Renault avait convoqué, mardi, trois cadres dirigeants soupçonnés dans cette affaire. L’un d’eux a assuré à la sortie de cet entretien de plus d’une demi-heure que l’entreprise n’avait pas encore pris sa décision quant à d’éventuels licenciements. L’avocat d’un autre de ces cadres a, de son côté, affirmé que son client est accusé « sur la base d’une lettre anonyme ».
LES CADRES REJETTENT LES ACCUSATIONS PORTÉES CONTRE EUX
Cette lettre « indiquerait, au conditionnel, de façon indirecte et implicite, qu’il aurait reçu des pots-de-vin et commis des actes contraires à l’éthique », a indiqué Thibault de Montbrial, avocat de Matthieu Tenenbaum, l’un des trois cadres soupçonnés. « De façon absolument hallucinante, la société Renault, à laquelle il incombe de justifier les faits sur lesquels cette procédure de licenciement est envisagée, s’est contentée de lire un papier sans engager de dialogue », a ajouté Thibault de Montbrial.
De son côté, Bertrand Rochette, le troisième cadre mis en cause, a nié en bloc les accusations portées contre lui. « A ma stupéfaction la plus complète, Renault m’a annoncé ma mise à pied pour des faits que je n’ai jamais commis et qui seraient de la divulgation d’informations contre de l’argent, ce qui m’est totalement étranger », a affirmé M. Rochette. Il a assuré n’avoir « absolument rien » à se reprocher.
Les trois cadres menacés d’éviction occupaient des positions « stratégiques dans l’entreprise », liées notamment au programme phare des véhicules électriques, selon la direction du groupe. Le plus important d’entre eux, Michel Balthazard, est membre du comité de direction du groupe depuis 2008, une des principales instances du groupe. Directeur de l’« amont, des projets et des prestations » depuis janvier 2006, M. Balthazard a fait une longue carrière au sein du groupe, qu’il a rejoint en 1980. « Réfutant » les accusations portées contre lui, il se dit « victime d’une affaire qui le dépasse ».
COMPTES EN SUISSE ET AU LIECHTENSTEIN
La piste d’une fuite vers la Chine de secrets touchant à la voiture électrique, projet phare dans lequel Renault et son allié japonais Nissan ont investi 4 milliards d’euros, est privilégiée par le contre-espionnage français et le groupe, selon la presse et les spécialistes de l’intelligence économique. Mais ni Renault ni l’Etat français, son actionnaire à 15 %, ne l’ont confirmé jusqu’ici.

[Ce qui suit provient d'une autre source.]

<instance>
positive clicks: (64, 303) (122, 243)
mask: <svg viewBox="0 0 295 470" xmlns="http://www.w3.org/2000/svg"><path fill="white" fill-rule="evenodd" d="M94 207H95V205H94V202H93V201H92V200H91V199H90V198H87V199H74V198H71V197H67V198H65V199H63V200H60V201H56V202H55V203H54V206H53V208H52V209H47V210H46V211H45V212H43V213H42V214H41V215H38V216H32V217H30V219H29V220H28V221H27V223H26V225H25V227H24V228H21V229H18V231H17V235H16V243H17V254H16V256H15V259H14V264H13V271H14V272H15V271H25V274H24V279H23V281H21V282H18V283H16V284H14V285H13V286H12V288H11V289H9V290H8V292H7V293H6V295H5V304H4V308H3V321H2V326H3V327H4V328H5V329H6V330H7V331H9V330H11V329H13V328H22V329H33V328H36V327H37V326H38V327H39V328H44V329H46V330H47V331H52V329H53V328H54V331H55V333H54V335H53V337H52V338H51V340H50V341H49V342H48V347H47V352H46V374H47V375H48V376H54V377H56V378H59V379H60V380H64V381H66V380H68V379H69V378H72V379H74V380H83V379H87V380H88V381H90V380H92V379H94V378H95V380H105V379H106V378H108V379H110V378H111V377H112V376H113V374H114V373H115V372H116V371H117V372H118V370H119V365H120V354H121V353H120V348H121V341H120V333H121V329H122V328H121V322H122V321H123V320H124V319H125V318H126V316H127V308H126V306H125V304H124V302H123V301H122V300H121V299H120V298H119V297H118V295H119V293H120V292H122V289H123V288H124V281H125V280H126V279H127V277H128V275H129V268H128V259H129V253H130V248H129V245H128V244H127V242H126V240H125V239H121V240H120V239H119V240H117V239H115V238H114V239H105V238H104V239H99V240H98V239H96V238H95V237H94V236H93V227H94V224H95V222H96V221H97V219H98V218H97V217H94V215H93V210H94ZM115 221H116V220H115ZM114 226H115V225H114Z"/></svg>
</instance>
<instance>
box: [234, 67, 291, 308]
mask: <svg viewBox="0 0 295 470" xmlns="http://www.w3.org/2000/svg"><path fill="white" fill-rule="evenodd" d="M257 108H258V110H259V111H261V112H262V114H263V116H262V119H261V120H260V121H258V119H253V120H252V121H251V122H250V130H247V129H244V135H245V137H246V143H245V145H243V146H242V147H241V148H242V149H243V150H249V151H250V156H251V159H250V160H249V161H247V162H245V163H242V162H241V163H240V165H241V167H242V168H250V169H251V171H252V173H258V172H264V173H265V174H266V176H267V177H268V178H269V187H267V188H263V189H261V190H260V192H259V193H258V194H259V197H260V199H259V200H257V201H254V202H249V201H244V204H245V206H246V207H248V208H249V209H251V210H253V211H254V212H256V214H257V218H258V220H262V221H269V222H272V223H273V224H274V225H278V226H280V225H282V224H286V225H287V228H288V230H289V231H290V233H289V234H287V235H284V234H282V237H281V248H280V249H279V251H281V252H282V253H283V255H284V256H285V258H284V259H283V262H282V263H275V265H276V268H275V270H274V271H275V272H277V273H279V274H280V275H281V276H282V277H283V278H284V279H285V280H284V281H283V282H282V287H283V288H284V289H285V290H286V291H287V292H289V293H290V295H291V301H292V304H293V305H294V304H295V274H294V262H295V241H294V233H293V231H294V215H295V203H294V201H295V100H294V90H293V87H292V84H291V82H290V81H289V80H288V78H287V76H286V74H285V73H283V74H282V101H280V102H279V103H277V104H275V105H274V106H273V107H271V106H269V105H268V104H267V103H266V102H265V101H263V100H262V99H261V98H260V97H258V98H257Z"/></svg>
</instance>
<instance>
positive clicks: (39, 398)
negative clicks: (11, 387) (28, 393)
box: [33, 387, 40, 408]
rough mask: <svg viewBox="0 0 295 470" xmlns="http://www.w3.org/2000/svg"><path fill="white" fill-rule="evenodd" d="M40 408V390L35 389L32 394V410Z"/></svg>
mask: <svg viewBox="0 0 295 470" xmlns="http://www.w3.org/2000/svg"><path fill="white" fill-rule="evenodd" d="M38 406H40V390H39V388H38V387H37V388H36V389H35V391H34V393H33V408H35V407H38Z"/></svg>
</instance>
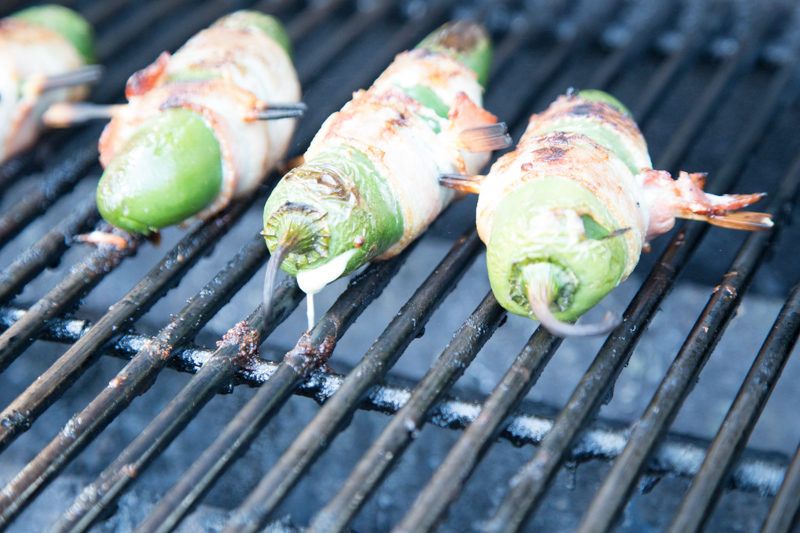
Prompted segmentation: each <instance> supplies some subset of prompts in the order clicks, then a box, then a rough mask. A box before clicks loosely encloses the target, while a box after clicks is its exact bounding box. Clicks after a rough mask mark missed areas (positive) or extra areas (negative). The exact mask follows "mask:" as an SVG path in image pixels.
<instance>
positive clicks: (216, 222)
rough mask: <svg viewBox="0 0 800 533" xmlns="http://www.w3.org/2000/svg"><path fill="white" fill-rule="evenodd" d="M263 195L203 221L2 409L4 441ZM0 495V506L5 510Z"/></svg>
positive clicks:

Selon Le Figaro, une société chinoise, présentée comme un géant de la distribution électrique, aurait alimenté des comptes de deux des trois cadres mis à pied. L’enquête menée depuis fin août 2010 au sein du groupe aurait permis de découvrir 130 000 euros sur un compte au Liechtenstein et 500 000 euros sur un autre en Suisse, affirme mardi le quotidien, sans préciser ses sources. Les versements occultes auraient transité par des intermédiaires à Shanghaï et à Malte.
Selon le journal, une note de la Direction centrale du renseignement intérieur (DCRI) du 7 janvier confirme la plausibilité de la piste chinoise. Pour autant, il ne s’agit que d’un faisceau de soupçons convergents, que le contre-espionnage devra s’attacher à étayer une fois saisi par la justice.